When we look at the size and diversity of the planet it seems like mapping it can be a mammoth task. However, the USA has adopted a method called the Public Land Survey System that helps to survey the country in a logical manner. In today's guide we shall look in more detail at the Public Land Survey System - what it is and how it is used.
What is the Public Land Survey System?
The Public Land Survey System is a mathematically designed system that is used to survey and identify the land that makes up the USA.
The Public Land Survey System is a way of subdividing and describing the land. All land in the USA that is part of the public domain is subject to being divided into the rectangular system used by the Public Land Survey System.
It was first devised by the Land Ordinance in 1785 and has seen slight modifications and amendments over the years. The first surveys were completed in the state of Ohio in the Seven Ranges area.
The first ever point on the Public Land Survey System is marked as a U.S. National Historic Landmark and is situated on the border of Ohio and Pennsylvania near the town of Glasgow.

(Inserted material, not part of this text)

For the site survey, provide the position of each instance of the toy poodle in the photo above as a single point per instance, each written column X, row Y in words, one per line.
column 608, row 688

How the Public Land Survey System Works
The Public Land Survey System divides portions of land into 6-mile-square townships, which equates to the same level of detail included in the U.S. National Atlas. Each township is then divided into 36 one-mile-square sections. In some cases these will be further divided into quarter sections and more.
On the corner of most sections, a permanent monument or market has been placed. In the past these would have been less-permanent markers such as wooden posts or piles of rocks, whereas now they are usually marked by inscribed tablets based either on iron or concrete.
In some respects the Public Land Survey System actually consists of several smaller surveys that make the one larger one. Usually Public Land Survey System surveys start at an initial point and then townships are surveyed to the north, south, east and west from that initial point. The north-south line that runs through the initial point is called the Principal Meridian. There are 37 different principle meridians each with a different name. The perpendicular line that runs east-west of the initial point is called the base line.
Public Land Survey Systems in the USA
The Public Land Survey System is used across the majority of the USA, however there are exceptions - and not all states have always used the system.
Most notably, Hawaii and Texas do not use the Public Land Survey System. In some cases, small parts of states do not use the system - such as the Cherokee lands in Georgia where they used a slightly different survey method. Many parts of New Mexico also do not use the Public Land Survey System. In unsettled parts of Maine - they use a variant of the Public Land Survey System.
California didn't use the Public Land Survey System until it achieved statehood in 1850. Prior to that it had surveyed only the boundaries of Spanish land grants.
Benefits of Public Land Survey System
The principal purpose of the Public Land Survey System was to make map making and reading much simpler for both Americans and those from overseas.
The Public Land Survey System has also come in very handy when it comes to urban development. Many towns and cities across the USA have designed their road grids along section boundaries with one-mile long blocks to coordinate with the Public Land Survey System layout.
All Americans have access to the Public Land Survey System database via the government website. You can use this data to create your own maps as well as for research purposes.
For those that use GIS programs, you can benefit from the coordinates and data that are provided on the Public Land Survey System website.